Wolfgang (2021) ☆☆1/2(2.5/4): He’s still cooking…

To be frank with you, I do not know much about how famous Wolfgang Puck has been during last four decades, so documentary film “Wolfgang”, which is currently available on Disney+, fills my blind spot to some degree. Here is a man who has been willingly devoted himself to his craft for many years while also having a string of impressive successes beyond his expectation, and the documentary would be more interesting if it simply lets us get to know more about who he is instead of focusing too much on the rather superficial details of his professional career.

After the quick summary on how successful Puck has been since he opened his first restaurant in the late 1980s, the documentary lets Puck talk about his humble beginning in Austria. He was born to an unmarried mother who subsequently married a coal miner, and it is clear to us that he still feels hurtful about his very unhappy childhood years. His stepfather was frequently abusive to his wife and her children, and Puck was already quite determined to leave his unhappy home and then prove himself someday even when he was only 14.

Having been interested in cooking since he was very young, Puck knew he wanted to be a chef, but the first years of his professional career were not so easy to say the least. At first, he was employed as a junior employee at a hotel restaurant, but he got fired just because he did not prepare enough potatoes, and that certainly humiliated him a lot. As a matter of fact, he even considered jumping into a river at one point, but he decided not to give up at any chance in the future, and this desperate determination of his eventually led him to more opportunities during next several years.

After learning a lot from a number of fine restaurants in France, Puck came to try his luck in US, but the circumstance was rather grim for him in many aspects. During that time, the American cuisine culture was far less sophisticated compared to the French one, and Puck certainly experienced lots of culture shock as trying to find any decent restaurant for him. He managed to get employed in some seemingly fancy French restaurant in LA, but he was horrified to see how this restaurant was lousy in many aspects. For example, nobody cared about getting fresh ingredients, and that surely added more bad reputation to this restaurant.

However, things got changed in the end when Puck later became the new chef after the previous one got fired due to one scathing review article on the restaurant. First, he focused on getting fresh ingredients for his cooking, and, fortunately for him, there was a nearby farm which could steadily provide him many different vegetables. In addition, he paid a lot of attention to the qualities of meat, and this also contributed a lot to the following improvement of the restaurant.

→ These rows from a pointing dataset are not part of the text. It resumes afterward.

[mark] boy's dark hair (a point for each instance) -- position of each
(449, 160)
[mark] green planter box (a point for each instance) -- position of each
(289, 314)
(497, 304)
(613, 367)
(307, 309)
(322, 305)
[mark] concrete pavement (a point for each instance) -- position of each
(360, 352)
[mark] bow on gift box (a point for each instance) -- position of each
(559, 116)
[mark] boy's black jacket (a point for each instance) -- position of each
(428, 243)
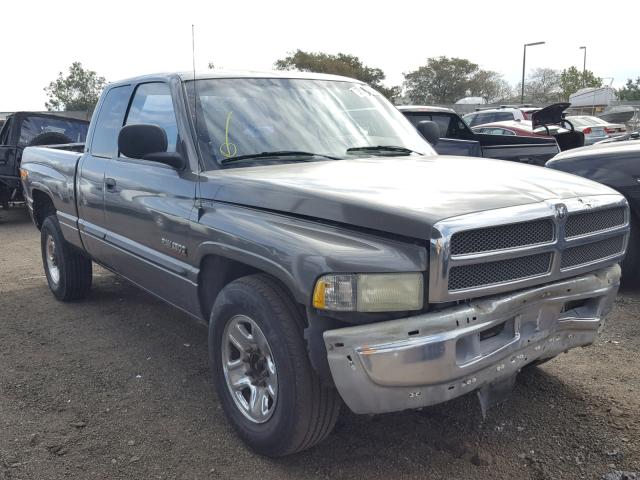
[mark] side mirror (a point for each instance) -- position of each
(148, 142)
(429, 130)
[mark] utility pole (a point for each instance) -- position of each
(584, 66)
(524, 61)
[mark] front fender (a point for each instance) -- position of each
(298, 251)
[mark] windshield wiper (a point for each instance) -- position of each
(278, 153)
(382, 148)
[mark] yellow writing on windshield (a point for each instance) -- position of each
(228, 149)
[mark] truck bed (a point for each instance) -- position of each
(53, 171)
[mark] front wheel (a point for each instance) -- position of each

Around the time when the restaurant became much more popular and successful than before, Puck came across Barbara Lazaroff, who would marry him as constantly supporting and promoting his career. Motivated by Lazaroff’s sincere support, Puck eventually decided to walk away from the restaurant after seeing that he was not appreciated enough despite his considerable contribution to its amazing success, and he and his wife subsequently opened a restaurant of their own in West Hollywood. Although everything seemed to be messy and chaotic even on its opening day, their restaurant turned out to be quite successful right from the start, and this big breakthrough led him to much more fame and success. Via one prominent Hollywood agent who frequented his restaurant a lot, Puck began to appear on TV, and, thanks to his natural charm and charisma, he quickly became the most famous chef in US since Julia Child.

Since that point, Puck has kept going on while devoting a lot of himself to his craft and career, and he is still happily working as usual, but, as he frankly admits in the documentary, he did not pay much attention to his family life in the meantime. In case of Lazaroff, she does not have much bitterness about her husband or their eventual divorce in 2003, but she confides to us how unhappy she often was for being frequently under-appreciated during that time. Although she was crucial in many of her ex-husband’s successes, Puck was always the one who got all the attentions in public, and that inevitably caused more conflict and estrangement between them.

As entering his later years at present, Puck becomes more reflective about his life and career, and we see how he tries to make peace with his past in Austria while looking forward to the future. There is a little touching scene where he visits a family tomb along with his younger sister, and he also shows some regret on his absence at the time of his dear grandmother’s death. In addition, he interacts more with young chefs willing to learn more from him, and one of such people is one of his four children, who may have his own distinguished professional career someday.

“Wolfgang” is directed by David Gelb, who previously made “Jiro Dreams of Sushi” (2011), which is about one dedicated sushi master in Tokyo. Although it is not as good and satisfying as “Jiro Dreams of Sushi”, “Wolfgang” is still fairly enjoyable mainly due to Puck’s engaging presence as well as some delicious shots of cooking and dishes, and it is rather disappointing that the documentary did not go deeper into his life and personality. I did savor its tasty moments, but it could be richer and more insightful in my trivial opinion, so I will just let you decide whether you will watch it or not.